In-class Exercise 6b

Author

Ho Zi Jun

Published

May 18, 2024

Modified

June 8, 2024

6.0 VAST Challenge 2024 - MC3

6.1 Loading the necessary R packages

pacman::p_load(jsonlite, tidygraph, ggraph,
               visNetwork, graphlayouts, ggforce,
               skimr, tidytext, tidyverse)

6.2 Data import

In the code chunk below, fromJSON() of jsonlite package is used to import MC3.json into the R environment

mc3_data <- fromJSON("data/MC3.json")

In the code chunk below the class() function is used to confirm that the data is imported as a list

class(mc3_data)
[1] "list"

The output is called mc3_data. It is a large list R object.

6.3 Extracing edges

The code chunk below will be used to extract the links data.frame of mc3_data and saves it as a tibble data.frame called mc3_edges.

mc3_edges <-
  as_tibble(mc3_data$links) %>%
  distinct() %>% #to avoid duplicate records; source,target,type if they are the same will be treated as duplicates and kept as one
  mutate(source = as.character(source),
         target = as.character(target),
         type = as.character(type)) %>%
  group_by(source, target, type) %>%
    summarise(weights = n()) %>% #weight - representation the number of linkages
  filter(source!=target) %>%
  ungroup()

MC3 Edges tibble data.frame
In the code chunk above
  • distinct() is used to ensure that there will be no duplicated records.
  • mutate() and as.character() are used to convert the field data type from list to character.
  • group_by() and summarise() are used to count the number of unique links
  • the filter(source!=target) is to ensure that no records are with similar source and target.

6.4 Extracing nodes

mc3_nodes <- as.tibble(mc3_data$nodes) %>% #extracting from the nodes data.frame
  mutate(country = as.character(country),
         id = as.character(id),
         product_services = as.character(product_services),
         revenue_omu = as.numeric(as.character(revenue_omu)), #as.numeric() since revenue should be processed as number to be able to do statistical analysis such as average
         type = as.character(type)) %>%
  select(id, country, type, revenue_omu, product_services)
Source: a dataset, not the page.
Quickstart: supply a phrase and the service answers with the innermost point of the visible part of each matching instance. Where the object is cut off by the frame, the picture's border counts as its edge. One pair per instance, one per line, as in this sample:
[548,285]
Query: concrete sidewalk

MC3 Nodes tibble data.frame
In the code chunk above
  • to convert revenue_omu from list data type to numeric data type, we would have to convert the values into character first by using as.character() followed by as.numeric() to convert the data into numeric data type.
  • select() is used to re-organise the order of the fields.

6.5 Initial data exploration

Exploring the edges data frame

In the code chunk below, [skim()])(https://docs.ropensci.org/skimr/reference/skim.html) of skimr package is used to display the summary statistics of mc3_edges tibble data.frame.

skim(mc3_edges)
Data summary
Name mc3_edges
Number of rows 24036
Number of columns 4
_______________________
Column type frequency:
character 3
numeric 1
________________________
Group variables None

Variable type: character

skim_variable n_missing complete_rate min max empty n_unique whitespace
source 0 1 6 700 0 12856 0
target 0 1 6 28 0 21265 0
type 0 1 16 16 0 2 0

Variable type: numeric

skim_variable n_missing complete_rate mean sd p0 p25 p50 p75 p100 hist
weights 0 1 1 0 1 1 1 1 1 ▁▁▇▁▁

The code function reveals that there is no missing value in the fields.

In the code chunk below, datatable() of DT package is used to display mc3_edges tibble data.frame as an interactive table on the html document.

DT::datatable(mc3_edges)
ggplot(data = mc3_edges,
       aes(x = type)) +
  geom_bar() +
  geom_text(aes(label = type), stat = "count", vjust = 5.5, colour = "white")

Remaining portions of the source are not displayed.